"Remember that one bug that had you tearing your hair out and banging your head against the wall for the longest time? And how it felt when you finally solved it? Here's a chance to share your greatest frustration and triumph with the community.
One that I vividly recall occurred back in the early 90's at a startup that was developing custom PBX hardware and software. There was the current development prototype rack and another rack for us in Quality Assurance (QA). Our shipping deadline for a major client was fast approaching, and the pressure level was high as development released the latest hardware and software for us to test. We soon discovered that our system would not boot up successfully. We were getting all kinds of errors; different errors each time. Development's machine booted just fine, *every* time. We swapped out our hard disks, the power supply, the main processing board, the communications boards, and finally the entire backplane in which all of these were housed. The days passed and the system still failed to boot up successfully and gave us different errors on each reboot.
What could it be? We were all stymied and frustrated as the deadline loomed before us. It was then that I noticed the power strips on each rack into which all the frames and power supplies were plugged. The power strip on the dev server was 12-gauge (i.e. could handle 20 amps) but the one on the QA rack was only 14-gauge (15 amps). The power draw caused by spinning up the drives was just enough to leave the system board under-powered for bootup.
We swapped in a new $10 power strip and it worked perfectly. And we made the deadline, too! So, fellow Soylents, what have you got? Share your favorite tale of woe and success and finally bask in the glory you deserve."
I was green and fresh from college. Although I was a programmer, one of my first jobs was to support a reporting app we had. One day, we ran out of space breaking not only our app but a bunch of others also running on the server. I spoke to the sys admin and he gave us more space. Problem solved. Never having actually looked at how much space we were taking up, I reported what we found up the chain of command and moved on. Then it happened again. And again. The sys admin accused us of storing too much data. I finally started keeping track of how much space we were using and how much free space was on the hard drive... manually. (I kept running the "dir" command on the command line and piping it to a file then placed the numbers in a spreadsheet to track it.) As we got close to not having enough disk space, I'd ask for more to prevent the apps from crashing.
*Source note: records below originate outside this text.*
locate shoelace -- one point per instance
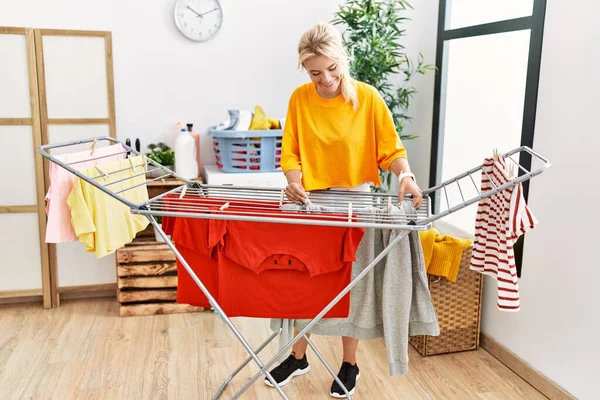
(287, 362)
(345, 373)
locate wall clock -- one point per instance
(198, 20)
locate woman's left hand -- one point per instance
(408, 185)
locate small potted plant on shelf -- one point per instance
(162, 154)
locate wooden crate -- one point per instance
(147, 279)
(458, 307)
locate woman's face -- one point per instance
(325, 73)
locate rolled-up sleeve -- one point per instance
(389, 145)
(290, 150)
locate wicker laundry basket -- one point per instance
(458, 307)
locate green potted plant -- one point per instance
(372, 34)
(162, 154)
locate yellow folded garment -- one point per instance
(102, 223)
(261, 122)
(442, 253)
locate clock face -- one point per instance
(198, 20)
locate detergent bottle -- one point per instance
(186, 163)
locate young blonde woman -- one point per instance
(338, 131)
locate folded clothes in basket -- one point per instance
(259, 269)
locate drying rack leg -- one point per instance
(216, 307)
(331, 371)
(319, 316)
(238, 369)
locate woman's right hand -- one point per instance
(295, 192)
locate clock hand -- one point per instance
(194, 11)
(214, 9)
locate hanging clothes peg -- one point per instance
(349, 212)
(102, 173)
(183, 192)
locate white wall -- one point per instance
(556, 330)
(161, 77)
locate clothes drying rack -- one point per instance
(268, 200)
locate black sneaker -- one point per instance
(349, 375)
(288, 369)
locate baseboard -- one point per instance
(88, 291)
(20, 293)
(536, 379)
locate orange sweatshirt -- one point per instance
(332, 144)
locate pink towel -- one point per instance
(58, 226)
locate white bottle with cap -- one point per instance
(186, 163)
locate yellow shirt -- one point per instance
(334, 145)
(102, 223)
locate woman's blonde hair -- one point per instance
(323, 39)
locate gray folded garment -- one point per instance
(392, 301)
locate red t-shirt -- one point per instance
(264, 270)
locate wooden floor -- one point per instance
(83, 350)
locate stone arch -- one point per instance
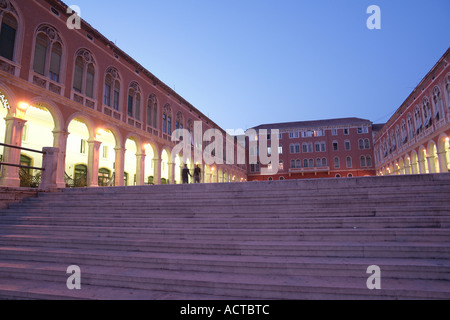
(86, 120)
(423, 164)
(432, 158)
I noticed a couple of things. Our app would suck up a tremendous amount of the free space and then release it. It made tracking how much we were using very difficult. Strangely, it stayed fairly consistent, but the amount of free space on the network drive kept getting smaller and smaller. I came to the conclusion that something other program that I couldn't see was eating up free space. I began to accuse the sys admin of not being able to spot the problem. My boss eventually had to step in.
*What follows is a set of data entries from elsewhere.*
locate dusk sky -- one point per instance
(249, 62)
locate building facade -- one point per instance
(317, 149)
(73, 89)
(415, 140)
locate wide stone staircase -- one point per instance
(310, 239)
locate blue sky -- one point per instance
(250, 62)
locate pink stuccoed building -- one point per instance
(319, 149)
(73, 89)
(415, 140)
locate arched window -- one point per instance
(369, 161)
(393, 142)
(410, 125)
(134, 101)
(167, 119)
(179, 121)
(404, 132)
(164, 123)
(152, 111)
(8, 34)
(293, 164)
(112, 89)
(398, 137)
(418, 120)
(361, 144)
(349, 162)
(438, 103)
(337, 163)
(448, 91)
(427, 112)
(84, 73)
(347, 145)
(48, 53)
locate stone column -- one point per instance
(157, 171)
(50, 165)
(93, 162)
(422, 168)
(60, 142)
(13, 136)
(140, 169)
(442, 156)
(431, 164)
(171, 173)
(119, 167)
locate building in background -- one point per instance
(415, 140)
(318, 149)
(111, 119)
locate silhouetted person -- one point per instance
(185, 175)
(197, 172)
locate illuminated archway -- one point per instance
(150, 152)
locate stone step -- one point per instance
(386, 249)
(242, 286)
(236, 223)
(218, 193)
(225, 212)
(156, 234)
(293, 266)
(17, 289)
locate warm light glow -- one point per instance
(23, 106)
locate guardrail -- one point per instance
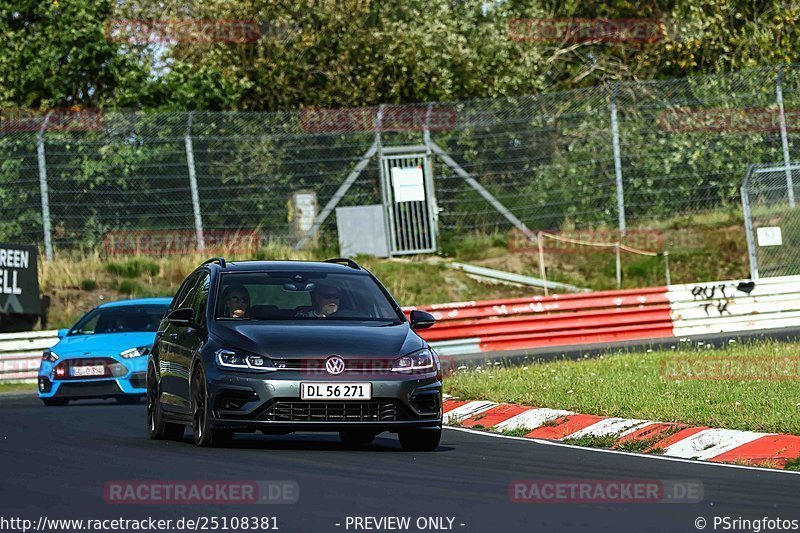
(611, 316)
(558, 320)
(20, 353)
Long story short: Because of how critical it was becoming, others jumped on board to find the root cause of the problem. Someone found a storage of cache that our program had that I was not given rights to see (for whatever reason) and the sys admin didn't know about either. Once we setup a schedule to flush the cache, the problem was solved. I realized on that day that because of supposed security measures, neither the sys admin nor I could do our jobs and we wound up blaming each other for it. We'd both been victims of being silo'd.